Cellceutix has initiated the dose escalation of brilacidin (PMX-30063) in the second cohort of patients enrolled in a Phase 2 clinical trial evaluating the drug candidate for the treatment of ulcerative proctitis and ulcerative proctosigmoiditis (UP/UPS), two types of ulcerative colitis (UC).

UP is a mucosal inflammatory bowel disease of unknown cause involving only the rectum. UP evolves to UPS when both the rectum and the distal colon are involved.

Brilacidin is the company’s lead drug candidate modeled after host defense proteins (HDPs), the front-line of defense in the immune system. It’s a small synthetic molecule that kills pathogens and functions in a robust immunomodulatory capacity, lessening inflammation and promoting healing.

After reviewing safety data from the first cohort (on 50 mg), researchers concluded that brilacidin administered for six weeks (42 consecutive days) as a retention enema appeared to be well-tolerated by patients with no measurable systemic absorption reported. This provided the green light researchers needed to initiate a dose escalation to 100 mg once daily.

The ongoing Phase 2 open-label, proof-of-concept clinical trial began enrolling its first patients in June. The trial is evaluating brilacidin for induction of remission, not merely maintenance, in patients suffering from mild to moderate UP/UPS. The trial includes three sequential, progressively escalating cohorts with six patients enrolled in each. The cohorts started at 50 mg, then 100 mg, and if that proves successful, will move up to 200 mg of Brilacidin.

The primary objective of this Phase 2 trial is to assess the frequency of clinical remission with brilacidin per rectum by enema in patients with active UP or UPS after six weeks of treatment.

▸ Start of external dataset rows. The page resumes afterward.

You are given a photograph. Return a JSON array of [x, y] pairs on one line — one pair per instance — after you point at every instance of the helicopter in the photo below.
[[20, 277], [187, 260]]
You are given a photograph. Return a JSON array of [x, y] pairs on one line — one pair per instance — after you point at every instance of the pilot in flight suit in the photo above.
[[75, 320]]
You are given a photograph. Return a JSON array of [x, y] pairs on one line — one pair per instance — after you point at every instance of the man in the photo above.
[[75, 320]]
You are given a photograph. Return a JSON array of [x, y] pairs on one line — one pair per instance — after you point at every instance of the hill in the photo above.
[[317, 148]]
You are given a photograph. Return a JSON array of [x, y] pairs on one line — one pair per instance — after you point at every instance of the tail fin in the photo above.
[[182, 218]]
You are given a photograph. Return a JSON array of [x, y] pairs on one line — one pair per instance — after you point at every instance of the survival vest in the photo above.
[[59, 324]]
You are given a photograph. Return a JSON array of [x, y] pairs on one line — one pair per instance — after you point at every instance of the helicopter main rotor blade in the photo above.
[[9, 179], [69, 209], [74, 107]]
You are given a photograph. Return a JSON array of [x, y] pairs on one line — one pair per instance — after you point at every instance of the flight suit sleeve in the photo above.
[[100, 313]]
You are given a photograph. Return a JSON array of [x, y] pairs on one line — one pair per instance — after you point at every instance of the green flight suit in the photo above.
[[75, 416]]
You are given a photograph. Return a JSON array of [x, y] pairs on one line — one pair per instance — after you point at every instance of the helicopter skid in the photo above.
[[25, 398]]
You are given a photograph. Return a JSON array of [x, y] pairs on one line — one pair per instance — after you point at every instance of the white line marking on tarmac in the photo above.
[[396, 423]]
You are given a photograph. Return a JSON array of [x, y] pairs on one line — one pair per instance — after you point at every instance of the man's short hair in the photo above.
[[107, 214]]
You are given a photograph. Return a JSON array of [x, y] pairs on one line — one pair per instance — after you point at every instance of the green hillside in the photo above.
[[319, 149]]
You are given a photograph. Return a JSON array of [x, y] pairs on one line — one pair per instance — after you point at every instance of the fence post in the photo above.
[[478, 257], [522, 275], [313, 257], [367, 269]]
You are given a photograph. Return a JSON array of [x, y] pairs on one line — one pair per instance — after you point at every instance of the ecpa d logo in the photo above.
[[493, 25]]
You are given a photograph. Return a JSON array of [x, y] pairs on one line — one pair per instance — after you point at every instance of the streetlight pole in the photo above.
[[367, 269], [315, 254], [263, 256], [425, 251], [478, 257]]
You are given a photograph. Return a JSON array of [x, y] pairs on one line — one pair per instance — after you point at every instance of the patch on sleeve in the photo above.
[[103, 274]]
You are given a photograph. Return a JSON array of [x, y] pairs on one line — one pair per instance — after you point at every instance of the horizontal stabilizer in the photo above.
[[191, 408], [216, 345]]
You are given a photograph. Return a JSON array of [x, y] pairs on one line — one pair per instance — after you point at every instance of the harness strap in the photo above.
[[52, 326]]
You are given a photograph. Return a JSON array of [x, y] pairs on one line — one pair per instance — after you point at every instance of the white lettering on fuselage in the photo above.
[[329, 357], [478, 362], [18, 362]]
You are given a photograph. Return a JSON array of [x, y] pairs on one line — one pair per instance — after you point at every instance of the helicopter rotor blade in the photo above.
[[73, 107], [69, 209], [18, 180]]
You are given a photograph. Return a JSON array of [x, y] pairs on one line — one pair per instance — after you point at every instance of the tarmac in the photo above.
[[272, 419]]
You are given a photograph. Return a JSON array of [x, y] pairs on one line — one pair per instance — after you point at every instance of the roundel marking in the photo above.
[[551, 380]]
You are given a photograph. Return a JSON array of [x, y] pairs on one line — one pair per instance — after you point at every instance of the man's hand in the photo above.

Additional objectives include the evaluation of the drug candidate’s safety and tolerability, assessment of systemic exposure and assessment of the effectiveness of the drug at the end of the treatment.

“We remain extremely encouraged by the results that continue to emerge from this trial,” Arthur P. Bertolino, MD, PhD, president and chief medical officer of Cellceutix, said in a press release. “In addition, the clinical sites at which the study is being performed are now even more enthusiastic about recruiting additional patients to the trial.”

“Such enthusiasm is a good indicator of brilacidin’s potential in treating ulcerative colitis and other inflammatory bowel diseases,” he said, adding the company looks forward to seeing data from the next cohorts.